A primary approach to addressing these issues has been to adapt conventional outlier detection and influence diagnostic methods from regression analysis [5,6,7]. Viechtbauer and Cheung [4] proposed a comprehensive set of such methods for meta-analysis, including residual-based measures, leave-one-out diagnostics, and measures of influence on model parameters and heterogeneity. These methods have been widely used in applied systematic reviews and have also been extended to more complex evidence synthesis settings, including bivariate meta-analysis of diagnostic test accuracy studies [8], network meta-analysis [9], and analyses of multicenter or multiregional clinical trials [10,11].

Although these influence diagnostics are useful, their interpretation still often depends on asymptotic reference values or informal cutoffs. For example, Studentized residuals may be compared with conventional normal quantiles, and likelihood-ratio statistics may be compared with chi-square reference distributions. These criteria do not explicitly account for the finite number of studies, the observed pattern of within-study variances, or the estimated degree of between-study heterogeneity. In realistic meta-analytic settings, particularly when the number of studies is small or moderate, such approximations may be crude.

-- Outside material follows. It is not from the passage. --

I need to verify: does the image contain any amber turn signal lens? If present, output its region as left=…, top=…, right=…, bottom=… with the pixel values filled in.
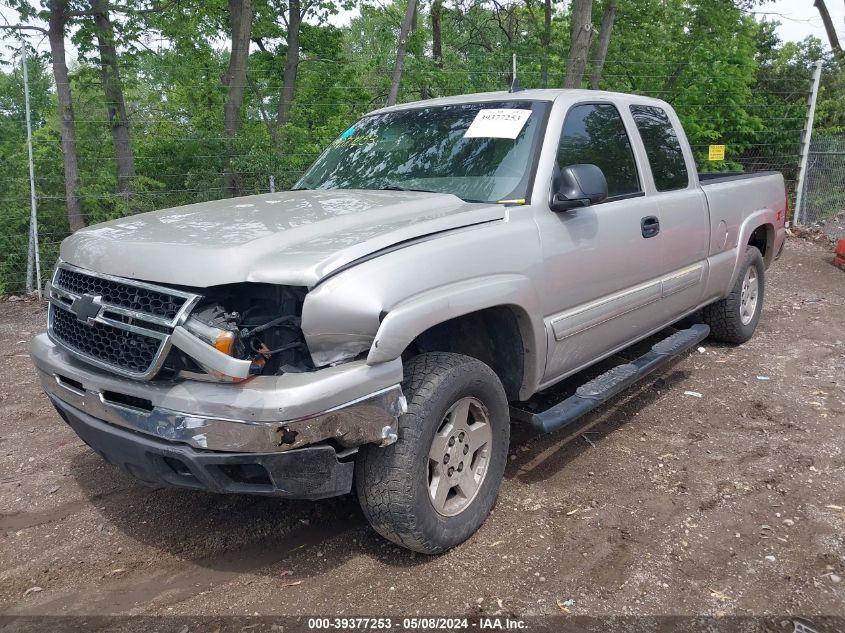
left=214, top=330, right=235, bottom=356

Bootstrap methods provide a natural way to evaluate the sampling variability of diagnostic measures and to construct data-adaptive reference values [12]. Similar bootstrap-calibrated approaches have been used in recent methodological studies on influence diagnostics for multicenter and multiregional clinical trials, diagnostic test accuracy meta-analysis, and network meta-analysis [8,9,10,11]. However, user-friendly computational tools for applying these methods in routine pairwise meta-analysis remain limited.

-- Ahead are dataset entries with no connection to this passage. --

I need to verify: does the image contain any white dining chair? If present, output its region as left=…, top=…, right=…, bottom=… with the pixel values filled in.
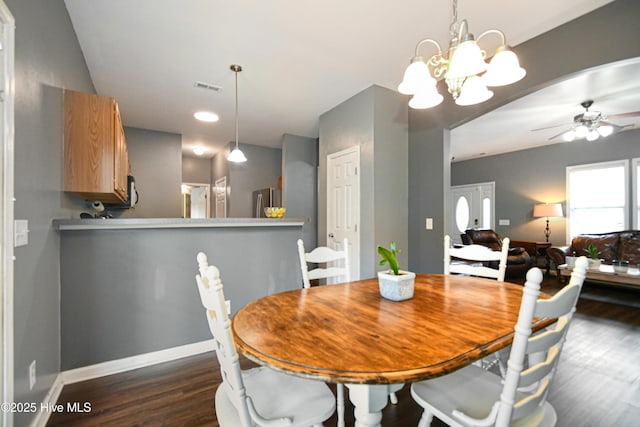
left=444, top=235, right=510, bottom=375
left=444, top=235, right=509, bottom=282
left=411, top=257, right=587, bottom=427
left=196, top=252, right=336, bottom=427
left=298, top=238, right=351, bottom=288
left=298, top=238, right=398, bottom=427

This article makes three contributions. First, we present a unified implementation framework for bootstrap-calibrated outlier and influence diagnostics in standard fixed-effect and random-effects meta-analysis. The diagnostic measures considered here are closely related to existing influence diagnostics, and the contribution of boutliers is primarily to provide a practical bootstrap-calibrated implementation that yields empirical reference distributions, study-specific critical values, and bootstrap p-values for routine use. Second, we describe the implementation of these methods in the R package boutliers, which is available on CRAN and provides simple commands for applied users. Third, we illustrate how the resulting diagnostics can be interpreted in practice using a real published meta-analysis dataset on chronic low back pain. The package provides three leave-one-study-out diagnostic measures: (1) Studentized deleted residuals, (2) relative changes in the variance of the pooled effect estimator, and (3) relative changes in the between-study variance. In addition, it implements a likelihood-ratio diagnostic based on a mean-shifted random-effects model. These methods evaluate complementary aspects of influence and can support transparent sensitivity analyses in systematic reviews.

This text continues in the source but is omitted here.